Like many organisations BBC News Online, which is facing growing competition from other news providers, needed to move its processes to the cloud in order to become more agile and to cut costs.
New features are able to be deployed more frequently and more reliably, while BBC staff are now empowered, able to keep their independence, but maintain deployment best practices across the wider group, delivering easily and cost effectively, helping to stay ahead of competition.
Results that matter:
6point6 created a Software Factory. This framework produces a consistent approach to fully automated CI/CD at scale. It is able to adapt to multiple teams and a diverse range of technologies.
Like many organisations BBC News Online, which is facing growing competition from other news providers, needed to move its processes to the cloud in order to become more agile and to cut costs. Converting this vast and complex site with its myriad legacy applications required a complete rethink of its structure and processes and so the Corporation approached 6point6 for help. To do this 6point6 created a unique Software Factory to standardise and automate application deployments.
As a news provider BBC News Online is facing growing competition from social media and online aggregators. In addition, this vast, complex site comprises various legacy systems.
When the BBC News website was launched in 1997 there were fewer than eight million people online in the UK. By 2017 that number had risen to around 60 million. Although BBC News Online continued to pull 30 million browsers on average a week in 2017 in the UK, today more and more people get their news from other sources.
According to recent research from the Reuters Institute for the Study of Journalism at the University of Oxford people increasingly look for news through search engines (accounting for 20 per cent of those asked) and social media (25 per cent). Today viewers expect news to be delivered more quickly than ever, be that journalistic reporting itself, or page performance and they want it to be relevant to them. In this increasingly competitive and fast changing market with new entrants and disruptors, people are also increasingly consuming news on their phones or even via voice technology such as Alexa. Meanwhile, Artificial Intelligence (AI) and Machine Learning (ML) are also having a profound effect on the way in which news is gathered, processed and published.
To overcome the challenges faced by BBC News Online 6point6 created what it calls a “Software Factory”. This simple but revolutionary new working practice industrialises and standardised the way in which software is released for end users. It fully automates CI/CD at scale and is adaptable to multiple teams and a diverse range of technologies.
Each pipeline follows five stages: provision, build, test, deploy and destroy. The technical methodology might vary from team to team but these principal steps are consistent. The actual pipeline code is simple but the logic controlling each step is contained and run within a specific docker container created for that particular step or technology.

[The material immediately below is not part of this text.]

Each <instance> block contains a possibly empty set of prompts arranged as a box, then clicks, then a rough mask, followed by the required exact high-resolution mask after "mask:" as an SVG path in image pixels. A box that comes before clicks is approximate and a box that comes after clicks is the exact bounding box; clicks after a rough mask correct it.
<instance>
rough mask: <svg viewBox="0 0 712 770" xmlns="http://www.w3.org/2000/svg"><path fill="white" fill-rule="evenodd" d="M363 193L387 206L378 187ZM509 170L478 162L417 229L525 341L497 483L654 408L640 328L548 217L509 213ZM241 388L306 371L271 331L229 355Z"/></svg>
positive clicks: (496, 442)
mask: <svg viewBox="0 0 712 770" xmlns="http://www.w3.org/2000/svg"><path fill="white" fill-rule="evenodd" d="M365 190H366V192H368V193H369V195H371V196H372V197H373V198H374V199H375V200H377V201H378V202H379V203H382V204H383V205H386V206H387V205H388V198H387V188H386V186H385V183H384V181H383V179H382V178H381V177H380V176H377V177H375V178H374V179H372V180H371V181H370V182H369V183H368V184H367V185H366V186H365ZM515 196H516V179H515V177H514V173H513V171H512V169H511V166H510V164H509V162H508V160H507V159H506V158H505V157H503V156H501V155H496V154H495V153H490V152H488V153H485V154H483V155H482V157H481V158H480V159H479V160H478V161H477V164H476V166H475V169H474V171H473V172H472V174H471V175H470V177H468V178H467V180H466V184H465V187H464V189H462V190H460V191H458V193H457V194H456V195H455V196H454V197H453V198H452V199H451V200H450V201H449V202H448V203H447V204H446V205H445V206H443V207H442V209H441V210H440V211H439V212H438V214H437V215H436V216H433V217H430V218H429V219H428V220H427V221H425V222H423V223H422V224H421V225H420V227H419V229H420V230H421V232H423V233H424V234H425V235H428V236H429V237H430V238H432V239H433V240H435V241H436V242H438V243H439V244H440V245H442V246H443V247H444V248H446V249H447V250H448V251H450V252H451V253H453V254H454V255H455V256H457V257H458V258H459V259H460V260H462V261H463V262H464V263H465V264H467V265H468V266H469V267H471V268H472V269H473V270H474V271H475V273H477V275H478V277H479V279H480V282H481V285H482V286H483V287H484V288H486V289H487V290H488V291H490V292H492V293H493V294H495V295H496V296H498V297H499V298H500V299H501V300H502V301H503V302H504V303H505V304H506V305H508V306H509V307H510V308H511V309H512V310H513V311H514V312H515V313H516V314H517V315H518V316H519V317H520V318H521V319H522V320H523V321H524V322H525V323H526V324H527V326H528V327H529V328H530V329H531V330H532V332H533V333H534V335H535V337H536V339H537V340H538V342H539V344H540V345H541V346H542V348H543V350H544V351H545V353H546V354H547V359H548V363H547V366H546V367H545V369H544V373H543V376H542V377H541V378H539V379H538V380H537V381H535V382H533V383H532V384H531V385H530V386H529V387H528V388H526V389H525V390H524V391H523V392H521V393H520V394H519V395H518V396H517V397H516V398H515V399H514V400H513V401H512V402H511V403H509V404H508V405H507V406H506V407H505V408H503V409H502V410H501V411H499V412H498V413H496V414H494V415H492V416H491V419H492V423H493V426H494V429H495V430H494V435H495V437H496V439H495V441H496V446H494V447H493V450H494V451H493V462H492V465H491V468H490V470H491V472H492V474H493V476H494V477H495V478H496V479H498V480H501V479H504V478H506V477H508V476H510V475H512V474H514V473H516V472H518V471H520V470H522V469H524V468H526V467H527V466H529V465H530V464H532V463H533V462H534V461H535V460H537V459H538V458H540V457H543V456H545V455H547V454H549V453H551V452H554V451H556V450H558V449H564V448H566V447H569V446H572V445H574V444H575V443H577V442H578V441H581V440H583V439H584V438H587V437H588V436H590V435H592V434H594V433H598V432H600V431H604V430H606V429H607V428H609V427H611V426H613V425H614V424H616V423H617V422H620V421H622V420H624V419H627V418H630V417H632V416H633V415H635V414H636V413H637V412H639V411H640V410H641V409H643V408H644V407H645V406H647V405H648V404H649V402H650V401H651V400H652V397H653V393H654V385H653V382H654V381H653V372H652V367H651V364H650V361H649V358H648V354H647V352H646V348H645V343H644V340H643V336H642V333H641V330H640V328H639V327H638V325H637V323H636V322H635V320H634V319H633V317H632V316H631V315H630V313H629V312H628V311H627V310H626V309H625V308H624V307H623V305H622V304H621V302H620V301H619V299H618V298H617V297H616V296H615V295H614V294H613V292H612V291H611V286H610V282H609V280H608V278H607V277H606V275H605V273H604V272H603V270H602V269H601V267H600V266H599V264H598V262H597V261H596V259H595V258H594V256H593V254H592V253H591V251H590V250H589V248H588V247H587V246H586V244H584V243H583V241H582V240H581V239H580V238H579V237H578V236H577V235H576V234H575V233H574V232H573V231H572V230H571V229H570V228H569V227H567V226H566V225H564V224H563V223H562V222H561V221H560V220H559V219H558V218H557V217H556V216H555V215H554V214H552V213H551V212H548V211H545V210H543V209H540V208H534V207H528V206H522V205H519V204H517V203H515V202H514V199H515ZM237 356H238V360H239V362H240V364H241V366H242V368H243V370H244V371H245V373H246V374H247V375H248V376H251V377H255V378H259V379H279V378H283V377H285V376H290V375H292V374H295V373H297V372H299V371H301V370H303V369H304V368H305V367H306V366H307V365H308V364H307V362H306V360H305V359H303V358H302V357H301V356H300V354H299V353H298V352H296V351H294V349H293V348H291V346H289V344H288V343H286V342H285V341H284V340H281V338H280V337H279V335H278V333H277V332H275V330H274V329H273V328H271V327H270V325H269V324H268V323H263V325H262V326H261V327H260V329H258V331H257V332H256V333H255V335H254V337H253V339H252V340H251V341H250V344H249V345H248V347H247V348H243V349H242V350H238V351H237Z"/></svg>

The logic can not only vary but also be versioned – a team can track exactly what they are building or deploying against a specific version of the tools that they are using. This means tools can be upgraded easily, without fear of compromising other teams’ deployment methods. Additional features and steps to improve the process can also be included.
Deployment methods have been improved thanks to a blue/green deployment and deployments in multiple Amazon Web Services (AWS) regions around the world are now possible. Tracking and visualisations of what is installed where, by what and when have been improved as is scheduling downtime for test and development environments.
Each team now has its own infrastructure and applications pipelines that enable them to start from nothing and to build their application and deploy it onto the infrastructure. This allows them to put the code they write into production as fast as possible. In addition, 6point6 reduced the need for a dedicated DevOps department and encouraged BBC teams to manage the lifecycle of the code they create from deployment through provisioning, infrastructure to testing, usage and monitoring.
New features are able to be deployed more frequently and more reliably, while BBC staff are now empowered, able to keep their independence, but maintain deployment best practices across the wider group, delivering easily and cost effectively.
The Software Factory offers a standard package that can be tailored to meet the needs of any large organisation. “What we’ve created and tested here is not only a way to empower development teams to build, test and release software with speed, frequency and agility but allow them to do so without the need for dedicated DevOps resources embedded in every team,” says Debney. “It’s an approach we can readily repeat and share.”